The internet has said ‘Aaah’ (or in America ‘Aaaw’) to cute cats, but people post pictures a-plenty of cute dogs. One Twitter account, WeRateDogs, has 8.13 million followers and simply tweets photos of dogs with a caption and a rating out of ten. Like the 110 per cent that employees are asked to give, its ratings exceed the maximum. So, under a picture of a dog in a mortarboard, a caption reads: ‘This is Pake. His parents just graduated and he was feeling a little left out. Not any more. 14/10 barkalaureate inbound.’

Worse, to my mind, are brave dogs at the vet’s: ‘This is Taíno. He was found on the side of a road in Puerto Rico. It’s possible he was hit by a car, as his front right leg is severely deformed. He’s having surgery to correct it.’ Sickening.

On Facebook, a group called Dogspotting also shares cute pictures. Members learn a common jargon, calling dogs doggos, or puppers if they are young. An overweight dog may be a loaf or fat boi.

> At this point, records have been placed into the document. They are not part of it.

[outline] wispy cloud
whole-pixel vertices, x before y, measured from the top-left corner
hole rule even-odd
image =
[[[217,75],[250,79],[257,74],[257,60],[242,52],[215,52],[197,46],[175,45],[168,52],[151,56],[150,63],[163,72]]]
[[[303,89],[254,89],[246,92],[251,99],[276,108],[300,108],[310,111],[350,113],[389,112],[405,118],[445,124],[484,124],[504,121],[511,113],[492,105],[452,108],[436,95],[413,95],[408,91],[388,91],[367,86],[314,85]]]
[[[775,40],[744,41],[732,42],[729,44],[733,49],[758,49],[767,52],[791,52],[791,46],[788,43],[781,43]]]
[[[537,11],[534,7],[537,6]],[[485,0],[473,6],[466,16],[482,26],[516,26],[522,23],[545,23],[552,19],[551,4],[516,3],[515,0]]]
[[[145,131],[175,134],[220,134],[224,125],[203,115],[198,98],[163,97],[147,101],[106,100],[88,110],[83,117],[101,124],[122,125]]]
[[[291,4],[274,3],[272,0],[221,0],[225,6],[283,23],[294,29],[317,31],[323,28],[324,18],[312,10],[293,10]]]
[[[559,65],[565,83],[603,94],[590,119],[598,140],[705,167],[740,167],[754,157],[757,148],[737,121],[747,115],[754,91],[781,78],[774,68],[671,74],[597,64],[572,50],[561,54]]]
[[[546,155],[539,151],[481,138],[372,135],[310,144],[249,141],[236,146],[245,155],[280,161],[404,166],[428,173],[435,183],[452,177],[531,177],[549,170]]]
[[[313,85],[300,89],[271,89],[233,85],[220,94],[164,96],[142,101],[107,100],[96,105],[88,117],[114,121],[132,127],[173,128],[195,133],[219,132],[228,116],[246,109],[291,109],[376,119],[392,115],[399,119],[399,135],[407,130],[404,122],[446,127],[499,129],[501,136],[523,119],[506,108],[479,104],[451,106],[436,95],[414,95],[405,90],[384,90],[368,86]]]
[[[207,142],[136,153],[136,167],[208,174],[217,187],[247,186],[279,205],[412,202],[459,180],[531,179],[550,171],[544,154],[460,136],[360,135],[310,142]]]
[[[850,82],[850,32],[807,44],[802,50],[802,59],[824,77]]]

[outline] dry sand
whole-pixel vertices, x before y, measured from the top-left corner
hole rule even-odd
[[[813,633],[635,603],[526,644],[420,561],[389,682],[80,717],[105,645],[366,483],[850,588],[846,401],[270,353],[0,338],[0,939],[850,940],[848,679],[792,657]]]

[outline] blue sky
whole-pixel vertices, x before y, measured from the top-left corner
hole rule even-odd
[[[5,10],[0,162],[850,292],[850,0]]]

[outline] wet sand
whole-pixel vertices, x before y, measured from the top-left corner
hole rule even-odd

Fluffy dogs are called fluffers or floofs. A bark is a bork and onomatopoeic words denote chop-licking (mlem) or tongue-lolling (blop). As an intensive (like very), heckin is used, sometimes spelled h*ckin. Heckin derives from another internet pastime: ‘interior monologue captioning’ of animal pictures. It’s the animal speaking, or thinking.  Often the spelling is deliberately erroneous, to be lovably childish: fren for friend, henlo for hello and snek for snake. An early success in interior monologue captioning was a snake on Facebook in 2015 captioned ‘scuse bitch why u touch’.

Anyway, despite an extent less than a German shepherd’s mlem, the language of cute social media dog sites is known as DoggoLingo. It’s as well to be aware of such things.